La ciudad recibió su carta puebla (foral) del rey Sancho I en 1199, en un momento en que la monarquía portuguesa buscaba fijar población y organizar la defensa de la Beira Interior. Su elevación a sede diocesana consolidó su peso administrativo y religioso, y Guarda se integró en el sistema de plazas fortificadas que protegían el territorio. Cuenta la tradición que aquí se reunían cuatro razones para su prestigio — forte, farta, fria e fiel (fuerte, abundante, fría y fiel) —, fórmula popular que aún hoy se repite y que condensa la memoria de una ciudad de frontera.

La catedral-fortaleza y el casco medieval

El monumento mayor de la ciudad es la catedral de Guarda, erigida en granito entre finales del siglo XIV y mediados del siglo XVI. Su silueta robusta, con torres y almenas, la aproxima tanto a una iglesia como a un baluarte militar, reflejando la época convulsa en que fue construida. En el interior conviven el vocabulario gótico de las naves y la bóveda con la exuberancia manuelina de los portales y el magnífico retablo de piedra de Ançã, atribuido al taller de João de Ruão. Es una de las catedrales más imponentes de la Beira, integrada en la tradición de las grandes catedrales medievales portuguesas que marcaron las ciudades episcopales.

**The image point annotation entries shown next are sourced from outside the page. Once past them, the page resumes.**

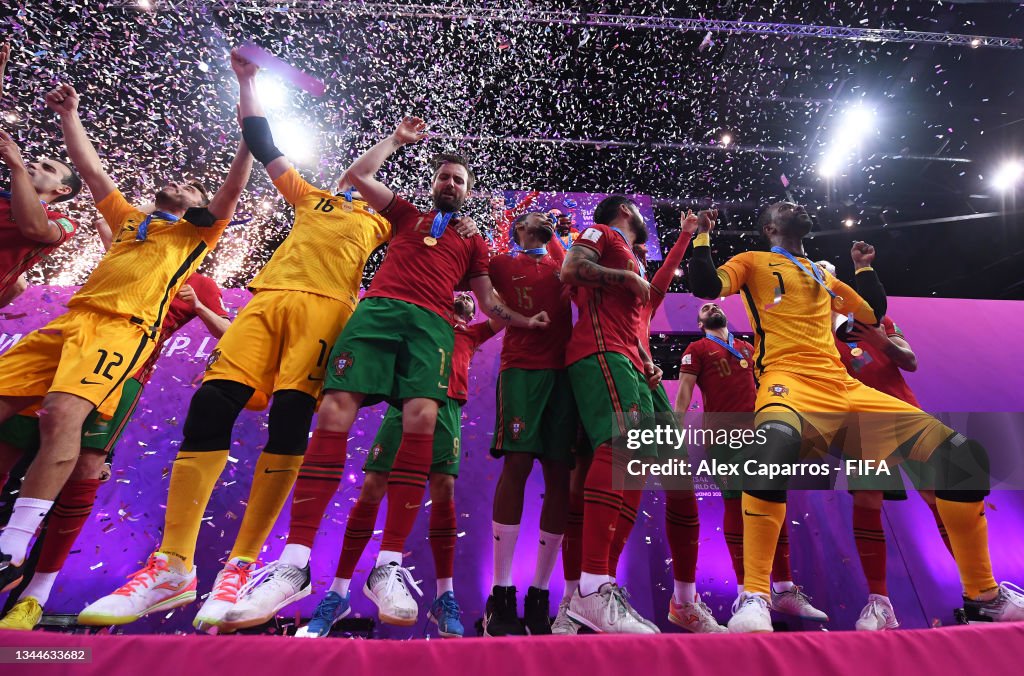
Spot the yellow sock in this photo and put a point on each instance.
(272, 481)
(762, 522)
(968, 531)
(193, 477)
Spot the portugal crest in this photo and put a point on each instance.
(342, 363)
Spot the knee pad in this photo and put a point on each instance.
(962, 470)
(212, 413)
(290, 419)
(781, 447)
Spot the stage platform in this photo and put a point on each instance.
(989, 649)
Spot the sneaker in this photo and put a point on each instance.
(563, 624)
(444, 613)
(794, 601)
(1007, 606)
(388, 588)
(751, 614)
(270, 589)
(694, 617)
(24, 617)
(625, 595)
(500, 615)
(332, 607)
(535, 610)
(605, 611)
(10, 575)
(223, 595)
(154, 588)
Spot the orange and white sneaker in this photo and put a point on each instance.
(154, 588)
(224, 594)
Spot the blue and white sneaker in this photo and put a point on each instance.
(444, 613)
(332, 607)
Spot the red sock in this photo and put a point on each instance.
(318, 478)
(780, 564)
(732, 529)
(404, 489)
(942, 527)
(682, 527)
(358, 531)
(870, 540)
(70, 513)
(600, 512)
(442, 536)
(624, 526)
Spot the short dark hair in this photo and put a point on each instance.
(451, 158)
(608, 207)
(72, 180)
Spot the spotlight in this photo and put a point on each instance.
(1008, 175)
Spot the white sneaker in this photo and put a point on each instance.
(563, 624)
(1007, 606)
(878, 615)
(694, 617)
(270, 589)
(387, 588)
(231, 578)
(751, 614)
(794, 601)
(154, 588)
(605, 611)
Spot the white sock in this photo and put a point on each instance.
(547, 555)
(570, 586)
(685, 591)
(25, 520)
(386, 557)
(297, 555)
(40, 587)
(340, 586)
(505, 539)
(590, 583)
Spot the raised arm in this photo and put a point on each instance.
(223, 202)
(493, 306)
(363, 173)
(29, 215)
(64, 100)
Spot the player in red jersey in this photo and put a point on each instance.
(722, 367)
(876, 356)
(443, 470)
(199, 297)
(396, 347)
(608, 368)
(536, 419)
(30, 229)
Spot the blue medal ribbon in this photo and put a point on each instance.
(143, 227)
(727, 345)
(816, 275)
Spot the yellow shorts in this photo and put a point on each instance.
(830, 404)
(281, 340)
(81, 352)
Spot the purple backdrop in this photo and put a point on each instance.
(958, 373)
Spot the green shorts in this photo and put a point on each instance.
(609, 395)
(97, 433)
(448, 441)
(392, 350)
(536, 414)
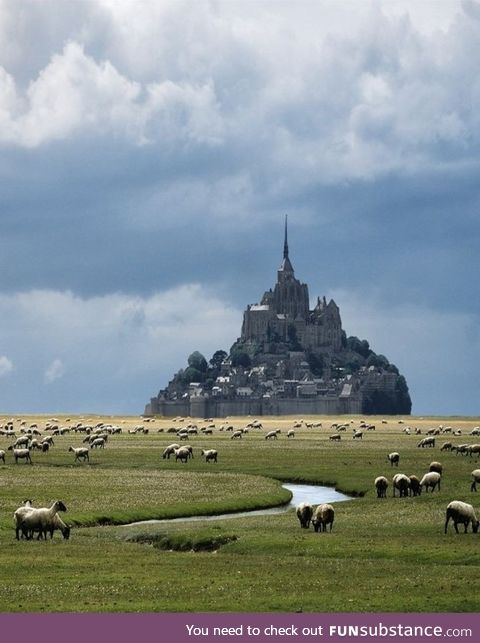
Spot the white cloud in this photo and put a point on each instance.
(55, 371)
(6, 366)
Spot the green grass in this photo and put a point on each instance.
(383, 555)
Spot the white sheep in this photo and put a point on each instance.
(461, 512)
(322, 516)
(381, 485)
(393, 458)
(21, 454)
(476, 478)
(170, 450)
(402, 483)
(81, 453)
(41, 519)
(304, 513)
(431, 480)
(210, 454)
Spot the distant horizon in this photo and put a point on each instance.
(150, 152)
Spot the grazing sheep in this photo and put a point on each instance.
(81, 453)
(461, 512)
(182, 454)
(269, 435)
(210, 455)
(304, 513)
(436, 466)
(402, 483)
(381, 485)
(322, 516)
(21, 454)
(474, 448)
(415, 488)
(476, 478)
(41, 519)
(431, 480)
(393, 458)
(427, 442)
(98, 443)
(170, 450)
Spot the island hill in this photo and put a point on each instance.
(289, 360)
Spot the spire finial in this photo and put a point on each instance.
(285, 245)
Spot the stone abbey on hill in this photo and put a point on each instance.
(289, 360)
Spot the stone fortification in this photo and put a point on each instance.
(288, 360)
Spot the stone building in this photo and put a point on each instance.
(289, 360)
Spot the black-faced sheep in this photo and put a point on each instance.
(431, 480)
(323, 516)
(436, 466)
(210, 455)
(393, 458)
(415, 488)
(304, 514)
(475, 478)
(461, 512)
(381, 485)
(402, 483)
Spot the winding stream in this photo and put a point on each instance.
(314, 494)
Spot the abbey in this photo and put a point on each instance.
(289, 360)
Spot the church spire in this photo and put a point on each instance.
(286, 267)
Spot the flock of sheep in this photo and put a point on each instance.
(30, 520)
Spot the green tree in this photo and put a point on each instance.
(197, 360)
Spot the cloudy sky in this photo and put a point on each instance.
(149, 151)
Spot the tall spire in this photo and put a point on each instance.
(285, 244)
(286, 267)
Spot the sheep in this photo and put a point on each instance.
(19, 514)
(170, 450)
(474, 448)
(393, 458)
(431, 480)
(210, 455)
(80, 453)
(98, 443)
(182, 454)
(415, 488)
(476, 478)
(322, 516)
(427, 442)
(304, 513)
(56, 523)
(461, 512)
(381, 485)
(41, 519)
(436, 466)
(21, 454)
(402, 483)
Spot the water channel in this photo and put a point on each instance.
(314, 494)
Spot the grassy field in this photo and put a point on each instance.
(383, 555)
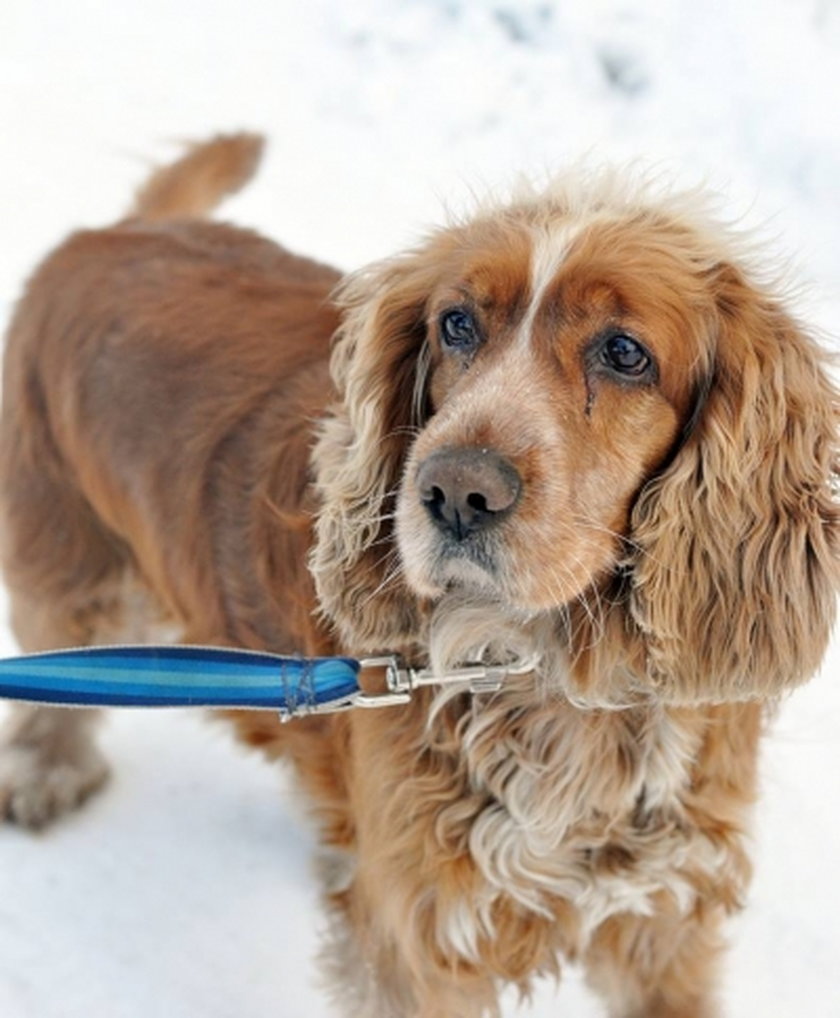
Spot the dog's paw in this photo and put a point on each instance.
(35, 790)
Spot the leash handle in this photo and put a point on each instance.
(181, 676)
(178, 675)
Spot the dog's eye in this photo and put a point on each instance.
(459, 331)
(625, 355)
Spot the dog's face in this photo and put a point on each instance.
(583, 408)
(560, 375)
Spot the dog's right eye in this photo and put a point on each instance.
(459, 330)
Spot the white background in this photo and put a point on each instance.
(185, 891)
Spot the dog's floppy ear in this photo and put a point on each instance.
(378, 368)
(735, 578)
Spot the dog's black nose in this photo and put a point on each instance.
(466, 490)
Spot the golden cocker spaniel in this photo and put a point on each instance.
(576, 430)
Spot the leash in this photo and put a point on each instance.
(222, 677)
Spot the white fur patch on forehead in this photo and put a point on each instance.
(550, 246)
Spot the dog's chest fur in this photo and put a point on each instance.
(587, 807)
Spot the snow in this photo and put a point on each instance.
(186, 888)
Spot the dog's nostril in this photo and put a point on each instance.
(478, 502)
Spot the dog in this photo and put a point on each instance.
(577, 432)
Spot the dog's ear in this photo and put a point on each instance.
(735, 575)
(379, 370)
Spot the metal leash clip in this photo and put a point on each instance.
(401, 681)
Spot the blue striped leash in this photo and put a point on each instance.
(221, 677)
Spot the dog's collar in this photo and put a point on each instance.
(222, 677)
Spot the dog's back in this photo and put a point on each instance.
(143, 365)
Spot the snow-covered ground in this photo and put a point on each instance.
(185, 890)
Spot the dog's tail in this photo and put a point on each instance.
(197, 182)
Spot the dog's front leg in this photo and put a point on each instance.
(49, 762)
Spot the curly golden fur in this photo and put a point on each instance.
(575, 430)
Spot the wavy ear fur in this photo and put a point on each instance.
(736, 576)
(358, 458)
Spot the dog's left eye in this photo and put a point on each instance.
(626, 355)
(459, 331)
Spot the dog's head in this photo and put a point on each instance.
(582, 408)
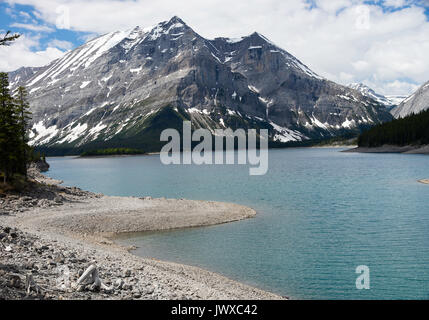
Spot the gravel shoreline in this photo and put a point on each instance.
(52, 234)
(393, 149)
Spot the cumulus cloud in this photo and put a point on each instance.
(343, 40)
(32, 27)
(25, 53)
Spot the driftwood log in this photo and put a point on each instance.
(31, 285)
(91, 278)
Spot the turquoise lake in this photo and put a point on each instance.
(321, 213)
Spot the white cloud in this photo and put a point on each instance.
(32, 27)
(343, 40)
(23, 54)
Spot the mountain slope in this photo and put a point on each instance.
(414, 104)
(412, 130)
(122, 89)
(388, 101)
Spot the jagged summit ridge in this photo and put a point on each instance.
(116, 89)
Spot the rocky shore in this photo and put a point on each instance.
(392, 149)
(49, 236)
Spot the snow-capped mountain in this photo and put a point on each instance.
(123, 88)
(388, 101)
(416, 103)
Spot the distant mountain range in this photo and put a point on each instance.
(388, 101)
(414, 104)
(123, 88)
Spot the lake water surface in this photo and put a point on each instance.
(321, 213)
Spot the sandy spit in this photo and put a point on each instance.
(392, 149)
(80, 231)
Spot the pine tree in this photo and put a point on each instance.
(23, 113)
(12, 158)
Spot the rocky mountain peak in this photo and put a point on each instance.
(122, 88)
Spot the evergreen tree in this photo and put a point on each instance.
(9, 138)
(23, 114)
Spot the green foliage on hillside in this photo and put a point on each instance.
(112, 152)
(14, 115)
(411, 130)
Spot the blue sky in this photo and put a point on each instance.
(384, 44)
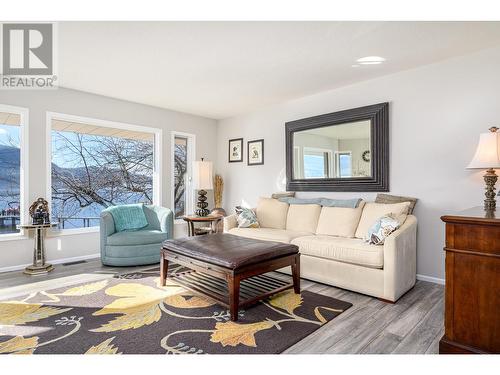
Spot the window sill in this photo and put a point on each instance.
(13, 237)
(70, 232)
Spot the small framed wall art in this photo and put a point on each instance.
(235, 150)
(255, 152)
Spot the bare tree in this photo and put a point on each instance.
(102, 171)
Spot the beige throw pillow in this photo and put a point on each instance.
(303, 217)
(339, 221)
(271, 213)
(373, 211)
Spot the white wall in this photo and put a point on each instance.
(19, 252)
(436, 115)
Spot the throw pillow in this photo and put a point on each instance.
(246, 218)
(271, 213)
(372, 211)
(381, 229)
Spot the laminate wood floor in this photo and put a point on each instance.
(413, 325)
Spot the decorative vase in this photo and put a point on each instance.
(219, 211)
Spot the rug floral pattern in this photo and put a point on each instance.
(133, 314)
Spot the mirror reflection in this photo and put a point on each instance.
(336, 151)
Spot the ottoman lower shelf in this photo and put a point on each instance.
(230, 269)
(252, 290)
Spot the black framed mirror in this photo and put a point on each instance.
(341, 151)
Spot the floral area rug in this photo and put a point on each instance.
(133, 314)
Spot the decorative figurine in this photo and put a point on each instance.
(39, 212)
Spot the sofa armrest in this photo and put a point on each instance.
(230, 222)
(400, 260)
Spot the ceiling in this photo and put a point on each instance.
(221, 69)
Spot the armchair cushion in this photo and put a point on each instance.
(128, 216)
(138, 237)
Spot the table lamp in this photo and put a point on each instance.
(487, 157)
(203, 181)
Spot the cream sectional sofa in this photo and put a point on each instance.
(333, 251)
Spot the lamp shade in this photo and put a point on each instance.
(486, 155)
(202, 175)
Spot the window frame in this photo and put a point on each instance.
(23, 168)
(318, 150)
(191, 156)
(337, 162)
(157, 157)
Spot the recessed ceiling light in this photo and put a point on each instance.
(370, 60)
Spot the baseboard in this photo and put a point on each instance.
(430, 279)
(54, 261)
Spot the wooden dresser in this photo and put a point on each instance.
(472, 306)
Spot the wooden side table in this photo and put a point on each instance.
(472, 290)
(211, 220)
(39, 266)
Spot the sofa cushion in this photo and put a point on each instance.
(271, 213)
(268, 234)
(348, 250)
(349, 203)
(138, 237)
(303, 217)
(388, 198)
(373, 211)
(339, 221)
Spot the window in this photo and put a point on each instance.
(317, 163)
(12, 148)
(182, 160)
(95, 167)
(344, 164)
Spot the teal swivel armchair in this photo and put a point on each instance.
(138, 247)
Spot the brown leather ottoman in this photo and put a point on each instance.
(231, 258)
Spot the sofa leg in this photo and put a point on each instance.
(386, 301)
(163, 270)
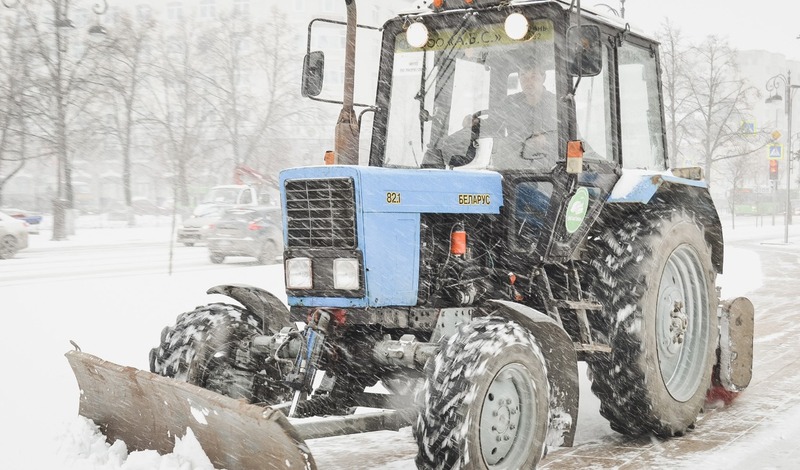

En torno a la catedral se desarrolla el centro histórico, un laberinto de calles estrechas y caserío de piedra protegido por lienzos de muralla. Subsisten puertas y torres del perímetro defensivo, con especial relevancia de la Torre dos Ferreiros y la Porta d’El-Rei, vestigios del castillo y del recinto amurallado que envolvían la ciudad alta.

Guarda es una ciudad que se lee primero por la piedra: el granito que construye la catedral es el mismo que levanta las murallas, las casas y los pavimentos, dándole una unidad severa y luminosa que pocas ciudades portuguesas poseen.

La judería y la memoria sefardí

Junto a las murallas, en la zona de la actual Rua do Amparo, se asentó una de las comunidades judías más relevantes de la Beira. Las fuentes documentan la presencia judía desde el siglo XIII, con un crecimiento notable a lo largo de las centurias siguientes. Las jambas de puertas con marcas en forma de cruz, grabadas tras la conversión forzosa de finales del siglo XV, son testimonios discretos pero elocuentes de esa herencia. La antigua judería se integra hoy en los itinerarios de la Red de Juderías de Portugal, que pone en valor el legado sefardí por todo el país.

Guarda y la Beira monumental

La ciudad es también puerta de entrada a un territorio extraordinariamente rico en patrimonio fortificado. A pocos kilómetros se extiende un rosario de aldeas históricas y castillos de frontera, entre los que se cuentan Linhares da Beira, asomada al valle del Mondego, y Belmonte, cuna de Pedro Álvares Cabral y de una de las comunidades criptojudías más persistentes de Europa. Inserta en la región Centro, Guarda articula así su identidad urbana con un paisaje de granito, sierra y memoria de frontera que la convierte en uno de los lugares más singulares del interior portugués.

Preguntas frecuentes

¿Por qué Guarda es conocida como la ciudad más alta de Portugal?
Guarda se sitúa a unos 1056 metros de altitud, en la vertiente nordeste de la Serra da Estrela, lo que la convierte en la ciudad continental portuguesa de mayor altitud. Esta posición elevada explica también su clima riguroso y su papel defensivo histórico en la frontera de la Beira.
¿Cuándo se fundó la ciudad de Guarda?
Guarda recibió su carta puebla (foral) del rey Sancho I en 1199, en el contexto de la consolidación de la frontera oriental del reino. La población cuenta, no obstante, con ocupación anterior, y su elevación a sede episcopal reforzó desde muy pronto su importancia regional.
¿Qué ver en Guarda en una visita al centro histórico?
Los puntos esenciales son la catedral gótica y manuelina, la antigua judería, la Torre dos Ferreiros, los lienzos de muralla y las puertas medievales como la Porta d'El-Rei, además de las plazas graníticas del casco antiguo.